Unconscious patients are being intimately examined by medical students without appropriate consent, new research from Dundee University suggests.
Hundreds of students at three medical schools were interviewed for the research conducted in conjunction with Cardiff University.
It found medical students are still being asked by senior clinicians to conduct or observe intimate examinations without valid patient consent, even after the problem was highlighted in an earlier survey.
In 2003, the British Medical Journal published the results of a survey at one UK medical school which showed 24% of intimate examinations of anaesthetised patients recalled by students had been undertaken without valid consent.
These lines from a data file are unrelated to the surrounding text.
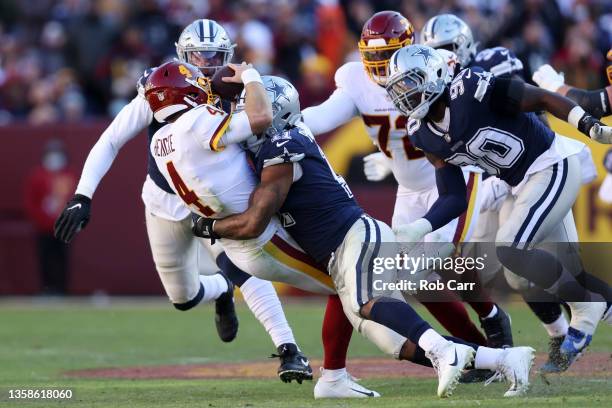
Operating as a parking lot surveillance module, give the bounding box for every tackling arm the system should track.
[490,78,612,144]
[203,163,293,240]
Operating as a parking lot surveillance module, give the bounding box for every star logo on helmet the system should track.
[266,80,289,102]
[412,47,434,64]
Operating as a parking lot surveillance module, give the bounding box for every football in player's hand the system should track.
[210,65,244,101]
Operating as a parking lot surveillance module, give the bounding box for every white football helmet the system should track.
[386,45,448,119]
[421,14,478,68]
[174,19,236,76]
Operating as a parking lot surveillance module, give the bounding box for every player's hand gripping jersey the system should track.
[408,67,583,186]
[254,126,363,262]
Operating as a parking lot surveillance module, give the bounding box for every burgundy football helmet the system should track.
[359,10,414,86]
[145,61,212,122]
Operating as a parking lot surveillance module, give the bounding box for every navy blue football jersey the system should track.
[253,127,363,262]
[407,67,555,186]
[466,47,525,79]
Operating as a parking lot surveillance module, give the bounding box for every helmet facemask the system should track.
[359,40,410,86]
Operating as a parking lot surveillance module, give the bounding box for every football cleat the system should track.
[480,305,514,348]
[425,341,476,398]
[539,336,565,374]
[314,367,380,399]
[559,326,593,371]
[485,347,535,397]
[215,272,238,343]
[270,343,312,384]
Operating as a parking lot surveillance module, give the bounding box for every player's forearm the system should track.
[423,165,468,231]
[242,69,272,134]
[76,96,153,198]
[557,86,612,119]
[213,210,268,240]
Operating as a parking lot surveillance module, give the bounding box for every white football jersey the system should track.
[150,105,257,218]
[335,62,436,191]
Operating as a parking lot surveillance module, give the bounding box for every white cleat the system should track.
[314,368,380,399]
[426,341,476,398]
[485,347,535,397]
[567,302,608,335]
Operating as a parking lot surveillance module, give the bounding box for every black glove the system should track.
[191,214,221,244]
[54,194,91,243]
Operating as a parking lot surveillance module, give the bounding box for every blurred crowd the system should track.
[0,0,612,125]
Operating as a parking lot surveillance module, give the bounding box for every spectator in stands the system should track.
[24,140,77,295]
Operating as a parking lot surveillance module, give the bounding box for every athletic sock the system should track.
[474,346,505,370]
[200,273,228,303]
[321,295,353,372]
[321,368,346,382]
[542,312,569,337]
[421,301,487,345]
[370,297,433,351]
[240,276,297,347]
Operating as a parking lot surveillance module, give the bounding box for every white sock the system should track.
[474,346,504,370]
[240,276,297,347]
[485,305,497,319]
[542,312,569,337]
[200,273,228,303]
[419,329,448,351]
[321,367,346,381]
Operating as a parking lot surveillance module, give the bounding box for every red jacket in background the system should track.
[25,166,77,234]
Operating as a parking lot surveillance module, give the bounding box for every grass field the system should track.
[0,301,612,408]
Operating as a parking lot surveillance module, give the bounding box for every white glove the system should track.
[531,64,565,92]
[589,123,612,144]
[393,218,433,253]
[363,152,391,181]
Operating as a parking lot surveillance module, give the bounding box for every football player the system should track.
[387,45,612,367]
[533,49,612,204]
[55,19,312,381]
[145,62,388,398]
[421,14,597,371]
[195,77,534,397]
[302,11,512,356]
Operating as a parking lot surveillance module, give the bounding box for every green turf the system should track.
[0,302,612,408]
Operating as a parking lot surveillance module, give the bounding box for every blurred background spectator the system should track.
[24,140,77,295]
[0,0,612,125]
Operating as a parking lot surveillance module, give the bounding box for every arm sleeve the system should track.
[423,165,468,231]
[76,95,153,198]
[217,111,253,149]
[302,88,359,136]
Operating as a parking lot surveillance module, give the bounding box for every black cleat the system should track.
[480,305,514,348]
[539,336,569,374]
[459,368,495,384]
[215,272,238,343]
[270,343,312,384]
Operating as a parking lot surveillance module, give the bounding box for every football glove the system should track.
[532,64,565,92]
[191,214,221,244]
[363,152,391,181]
[54,194,91,243]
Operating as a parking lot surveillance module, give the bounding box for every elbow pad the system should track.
[490,77,525,116]
[566,88,610,119]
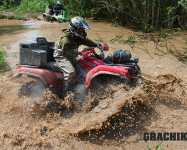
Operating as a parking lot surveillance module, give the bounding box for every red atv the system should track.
[13,38,140,101]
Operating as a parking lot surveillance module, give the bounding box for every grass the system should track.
[0,50,8,74]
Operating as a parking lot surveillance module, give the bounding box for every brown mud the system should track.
[0,20,187,150]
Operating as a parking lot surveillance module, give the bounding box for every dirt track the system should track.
[0,20,187,150]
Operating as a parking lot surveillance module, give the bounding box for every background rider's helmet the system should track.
[56,1,61,5]
[69,17,91,39]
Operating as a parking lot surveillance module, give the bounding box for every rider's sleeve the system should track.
[82,38,97,47]
[60,37,78,60]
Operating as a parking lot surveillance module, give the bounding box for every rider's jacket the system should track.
[54,29,97,60]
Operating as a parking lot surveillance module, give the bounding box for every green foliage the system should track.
[0,50,7,74]
[0,14,4,19]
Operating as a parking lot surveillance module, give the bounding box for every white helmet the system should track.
[56,1,61,5]
[69,17,91,39]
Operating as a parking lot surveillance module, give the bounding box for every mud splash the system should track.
[0,74,187,149]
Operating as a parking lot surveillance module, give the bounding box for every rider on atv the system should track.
[54,17,102,93]
[53,1,67,16]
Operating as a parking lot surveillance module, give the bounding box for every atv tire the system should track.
[18,80,45,98]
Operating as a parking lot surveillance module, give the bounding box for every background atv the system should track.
[13,37,140,103]
[43,5,71,23]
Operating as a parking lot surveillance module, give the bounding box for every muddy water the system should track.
[0,20,187,150]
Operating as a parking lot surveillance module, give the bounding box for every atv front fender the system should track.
[13,67,64,86]
[85,65,131,87]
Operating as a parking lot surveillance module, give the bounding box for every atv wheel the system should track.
[18,80,45,98]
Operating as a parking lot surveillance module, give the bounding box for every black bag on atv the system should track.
[45,5,54,15]
[113,49,131,64]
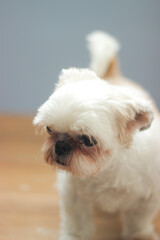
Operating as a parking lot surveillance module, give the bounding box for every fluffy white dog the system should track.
[34,32,160,240]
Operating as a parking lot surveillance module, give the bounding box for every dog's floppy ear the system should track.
[56,68,98,89]
[115,98,153,146]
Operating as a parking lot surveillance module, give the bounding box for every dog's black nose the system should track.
[55,141,72,156]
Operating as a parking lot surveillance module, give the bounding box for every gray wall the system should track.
[0,0,160,114]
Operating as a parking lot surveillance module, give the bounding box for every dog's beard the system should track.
[42,137,102,177]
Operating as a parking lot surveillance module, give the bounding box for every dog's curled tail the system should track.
[87,31,120,78]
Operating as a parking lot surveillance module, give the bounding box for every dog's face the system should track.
[34,69,152,177]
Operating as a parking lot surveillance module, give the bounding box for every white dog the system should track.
[34,32,160,240]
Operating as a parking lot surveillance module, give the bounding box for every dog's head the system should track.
[34,69,152,176]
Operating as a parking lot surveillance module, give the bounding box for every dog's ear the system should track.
[116,98,153,147]
[56,68,98,89]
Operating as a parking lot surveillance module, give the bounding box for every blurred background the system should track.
[0,0,160,240]
[0,0,160,114]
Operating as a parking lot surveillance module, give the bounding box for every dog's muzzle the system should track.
[55,140,72,165]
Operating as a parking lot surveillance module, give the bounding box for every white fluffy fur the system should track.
[87,31,120,77]
[34,33,160,240]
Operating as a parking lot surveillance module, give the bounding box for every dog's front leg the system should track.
[59,173,93,240]
[122,199,160,240]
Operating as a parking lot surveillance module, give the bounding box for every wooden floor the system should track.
[0,116,160,240]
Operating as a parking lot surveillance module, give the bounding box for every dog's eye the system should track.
[80,135,97,147]
[46,126,52,134]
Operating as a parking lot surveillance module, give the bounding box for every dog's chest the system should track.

The new research, published in the journal Medical Education and funded by the British Academy, is anonymised and does not identify the medical schools involved.
It is understood no medical students from schools in Scotland took part, but that the research offers a snapshot of the general picture across the medical community.
Medical students need to learn how to perform intimate examinations and procedures in order to conduct them competently and safely for the benefit of future patients.
However, the research shows that despite the schools having developed comprehensive policies students are still being placed in the situation of conducting or observing intimate examinations without valid consent.
The researchers found most students still feel unable to refuse such requests.
“We suspect that this problem is common across the clinical workplace, affecting medical schools across the UK and elsewhere,” said Professor Charlotte Rees of Dundee University’s Centre for Medical Education.
“There are many factors playing into this, but among them our data suggests there is a cultural acceptability of students learning intimate examinations without valid consent within the clinical workplace that ultimately serves to legitimise and reinforce these unethical practices.
“We know from our findings that policy alone is insufficient to prevent ethical breaches involving intimate examinations in workplace learning. There is a gap between policy and practice which needs to be understood and tackled more effectively.”